Paolo Fresu (da Facebook)

“Ho chiesto a Paolo Fresu di suonare durante il funerale”. Lo aveva confidato, con disarmante naturalezza, Ornella Vanoni davanti alle telecamere di Che tempo che fa. Parole che allora sembravano il riflesso di una delle sue consuete riflessioni sulla vita e sulla morte, ma che oggi risuonano con un peso diverso. Nessuno immaginava che quel momento potesse arrivare così presto. E invece, nella chiesa di San Marco a Brera, quelle note sono arrivate davvero. Il suono della tromba di Paolo Fresu, amico e complice artistico, ha accompagnato l’ultimo saluto a una delle voci più iconiche della musica italiana.

“L’appuntamento”, “Senza fine”

Il brano scelto, “L’appuntamento”, è uno dei capisaldi della carriera della Vanoni: scritto da Bobby Russell, rilanciato in Brasile dai fratelli Carlos e portato in Italia con le parole di Bruno Lauzi, fu proprio Ornella a trasformarlo in un classico intramontabile.

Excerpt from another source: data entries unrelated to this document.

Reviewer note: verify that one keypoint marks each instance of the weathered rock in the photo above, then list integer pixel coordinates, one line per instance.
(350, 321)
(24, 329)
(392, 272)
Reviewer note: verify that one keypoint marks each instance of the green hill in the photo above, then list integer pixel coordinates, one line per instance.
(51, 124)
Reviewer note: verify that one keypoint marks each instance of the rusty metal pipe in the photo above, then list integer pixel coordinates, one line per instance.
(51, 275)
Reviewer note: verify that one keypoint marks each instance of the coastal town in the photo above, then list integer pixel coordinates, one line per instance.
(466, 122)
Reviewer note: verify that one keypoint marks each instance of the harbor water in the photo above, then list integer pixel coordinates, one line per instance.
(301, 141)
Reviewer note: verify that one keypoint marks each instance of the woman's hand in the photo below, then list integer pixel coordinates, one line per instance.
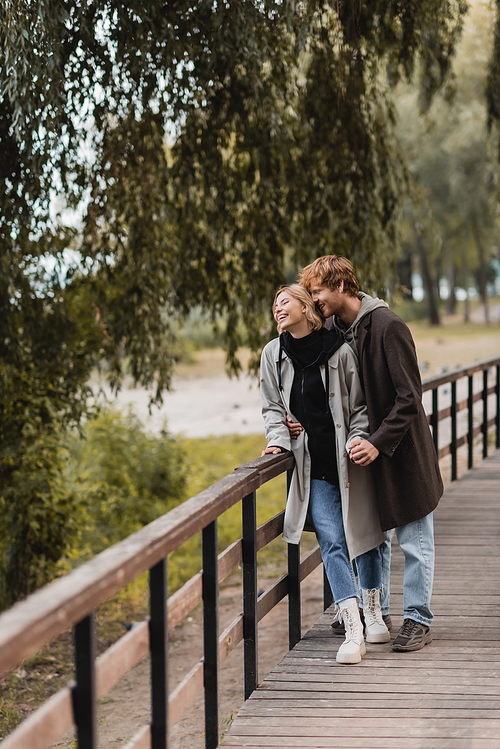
(362, 452)
(294, 427)
(270, 451)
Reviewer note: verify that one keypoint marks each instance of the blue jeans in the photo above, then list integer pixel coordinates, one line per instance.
(325, 509)
(416, 540)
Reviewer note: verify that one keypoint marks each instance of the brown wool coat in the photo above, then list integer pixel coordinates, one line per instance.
(407, 478)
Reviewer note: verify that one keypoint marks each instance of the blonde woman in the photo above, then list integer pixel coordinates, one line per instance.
(311, 374)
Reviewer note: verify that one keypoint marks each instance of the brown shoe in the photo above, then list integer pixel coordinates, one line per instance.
(412, 636)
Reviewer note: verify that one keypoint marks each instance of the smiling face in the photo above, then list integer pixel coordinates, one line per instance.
(290, 314)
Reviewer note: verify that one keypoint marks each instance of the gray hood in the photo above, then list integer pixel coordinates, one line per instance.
(368, 304)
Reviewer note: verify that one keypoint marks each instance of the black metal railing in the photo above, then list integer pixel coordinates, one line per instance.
(73, 599)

Fresu ha suonato camminando lentamente dalla navata, come a voler accompagnare da vicino l’artista che tanto aveva amato. Giunto accanto alla bara, l’ha sfiorata con un gesto lieve, per poi concludere con poche, delicate note di “Senza fine”: un omaggio che sembra riassumere ciò che in molti pensano oggi. Perché l’affetto degli italiani per Ornella Vanoni, per la sua voce unica e la sua eleganza malinconica, davvero non avrà mai fine.